I started my company-- Wordsmith AI-- during my master’s program. We spent many hours in the basement of Stanford’s engineering school, a part of campus I rarely spent time at as an undergrad. My friends joked that I transitioned to the “dark side”, going from studying the social sciences to becoming a “techie”.
But my engineering classmates and I were eager, and our professors filled our brains with notions that we could change the world. I posted sticky notes on whiteboards for my design thinking classes, felt immensely stupid as I debugged code next to my computer science friends, and pitched my company in front of strangers.
My brilliant cofounder Nishit and I had a vision to disrupt how we write. We wanted to build a Grammarly on steroids. This was pre-GPT-3 and before Google’s suggested email responses. Not only would it be a fancy spellcheck, but our product would also autocomplete sentences-- we were on a desperate mission to save people from email.

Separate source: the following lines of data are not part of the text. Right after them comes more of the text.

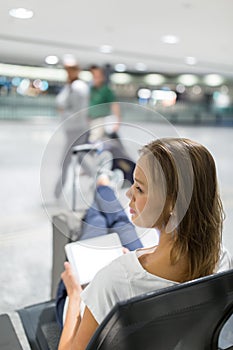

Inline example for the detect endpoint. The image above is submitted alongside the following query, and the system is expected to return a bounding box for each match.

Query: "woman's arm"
[58,262,98,350]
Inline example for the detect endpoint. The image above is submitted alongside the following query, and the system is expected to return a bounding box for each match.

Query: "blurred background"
[0,0,233,320]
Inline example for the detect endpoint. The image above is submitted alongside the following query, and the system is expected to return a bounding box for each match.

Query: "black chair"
[87,270,233,350]
[19,270,233,350]
[18,300,60,350]
[0,314,23,350]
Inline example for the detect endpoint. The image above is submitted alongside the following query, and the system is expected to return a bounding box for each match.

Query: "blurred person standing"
[89,65,121,142]
[89,66,135,183]
[55,55,89,198]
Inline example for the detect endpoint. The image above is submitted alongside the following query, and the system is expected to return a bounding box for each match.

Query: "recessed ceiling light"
[178,74,198,86]
[138,89,151,99]
[110,73,131,85]
[161,34,180,44]
[9,7,33,19]
[184,56,197,65]
[99,45,113,53]
[45,55,59,64]
[204,74,224,86]
[115,63,126,72]
[145,74,165,85]
[135,62,147,72]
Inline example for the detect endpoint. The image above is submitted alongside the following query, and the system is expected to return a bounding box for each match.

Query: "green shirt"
[89,84,116,119]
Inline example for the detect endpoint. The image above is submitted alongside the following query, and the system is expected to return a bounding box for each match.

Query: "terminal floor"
[0,119,233,313]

Our professors-- Pedram, Perry, and Jeremy-- pushed us, wanting us to be better. They asked us questions like why can’t Google do this? Who’s your target audience? Why writers? Who will pay for this?

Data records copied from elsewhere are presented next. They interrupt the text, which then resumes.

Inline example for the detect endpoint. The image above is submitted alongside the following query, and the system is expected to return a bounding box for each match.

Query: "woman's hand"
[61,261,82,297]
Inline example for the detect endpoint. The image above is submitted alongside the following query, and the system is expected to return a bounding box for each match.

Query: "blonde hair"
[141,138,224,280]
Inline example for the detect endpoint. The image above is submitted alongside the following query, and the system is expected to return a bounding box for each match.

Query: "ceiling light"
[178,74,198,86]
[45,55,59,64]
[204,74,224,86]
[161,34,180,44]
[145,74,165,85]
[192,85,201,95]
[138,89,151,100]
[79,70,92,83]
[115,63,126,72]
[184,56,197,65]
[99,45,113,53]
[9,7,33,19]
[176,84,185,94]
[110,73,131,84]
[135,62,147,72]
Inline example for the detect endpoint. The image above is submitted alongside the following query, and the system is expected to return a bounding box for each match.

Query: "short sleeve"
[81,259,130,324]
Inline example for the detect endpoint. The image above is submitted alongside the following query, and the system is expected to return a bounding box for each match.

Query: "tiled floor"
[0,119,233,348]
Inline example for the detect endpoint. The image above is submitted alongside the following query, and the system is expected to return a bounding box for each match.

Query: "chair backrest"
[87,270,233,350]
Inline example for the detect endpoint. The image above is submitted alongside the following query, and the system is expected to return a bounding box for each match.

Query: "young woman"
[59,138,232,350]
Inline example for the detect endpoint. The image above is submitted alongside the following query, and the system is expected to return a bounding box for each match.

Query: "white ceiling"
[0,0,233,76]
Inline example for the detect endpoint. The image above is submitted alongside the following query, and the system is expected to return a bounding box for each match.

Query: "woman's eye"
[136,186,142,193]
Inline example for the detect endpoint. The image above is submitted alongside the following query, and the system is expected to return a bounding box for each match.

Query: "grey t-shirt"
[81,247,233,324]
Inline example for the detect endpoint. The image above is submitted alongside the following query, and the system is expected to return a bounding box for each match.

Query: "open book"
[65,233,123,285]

These were all good questions, and it’s easy to look back and see all the things that went wrong, especially now being an investor. But at the moment, we tried our best. We pivoted and built out a mediocre minimum viable product, applied to accelerator programs, and pitched to VCs. Our professors warned that fundraising from a VC is like a marriage, and if all goes well, the relationship can last many, many years.
Some were so kind, like Heidi, who took a group of twelve students under her wing, along with Tina, through the Threshold Ventures Fellowship program. The pair taught us things like how it’s important to send a thank-you note to anyone who’s helped you. And my fellow cohort members were supportive even though I was checked out from our hangouts, panicked about my company’s future.
Other investors we met were also generous with their time, genuinely offering to help. One met with us at a cafe and connected us with another entrepreneur. Another invited us to their office and shared product advice. Others answered our questions over emails, made intros, and gave feedback to our pitches.
But I also met a few investors that I strive not to be. I was shocked at their rudeness, entitlement, and dismissiveness. Some only talked to my male cofounder, completely ignoring me. One was on his phone the entire time we spoke to him. Another one never showed up to the meeting.
In the end, Wordsmith AI didn’t end up working out. Nishit was beholden to his student visa, with another year left for his degree. I was graduating with my master’s, and I didn’t have the confidence to go full-time on it alone.
There was an immense sense of loss when we decided to quit. Everything that we had worked towards that year felt pointless-- all those hours spent hunched over metal tables in Blackwelder’s library, nearly a hundred user interviews wasted, our GitHub repository a relic of what could have been. We felt defeated, ashamed to even announce the company’s shutdown to the couple hundred users we managed to get.
It’s a well-known statistic that 90% of companies fail. But because my identity was so wrapped up with the company’s, I felt stupid. I couldn’t separate who I was from my company’s success, and I felt as though I had nothing to show for all the work that went towards building Wordsmith AI.
We couldn’t make it happen. But now that I’m sitting on the other side of the table, I think about those feelings-- how important my company felt to me back then, how much I wanted to see our product in the world, how much the failure stung. These feelings serve as reminders when I speak to founders today as an investor because, truthfully, they’re the ones making it happen.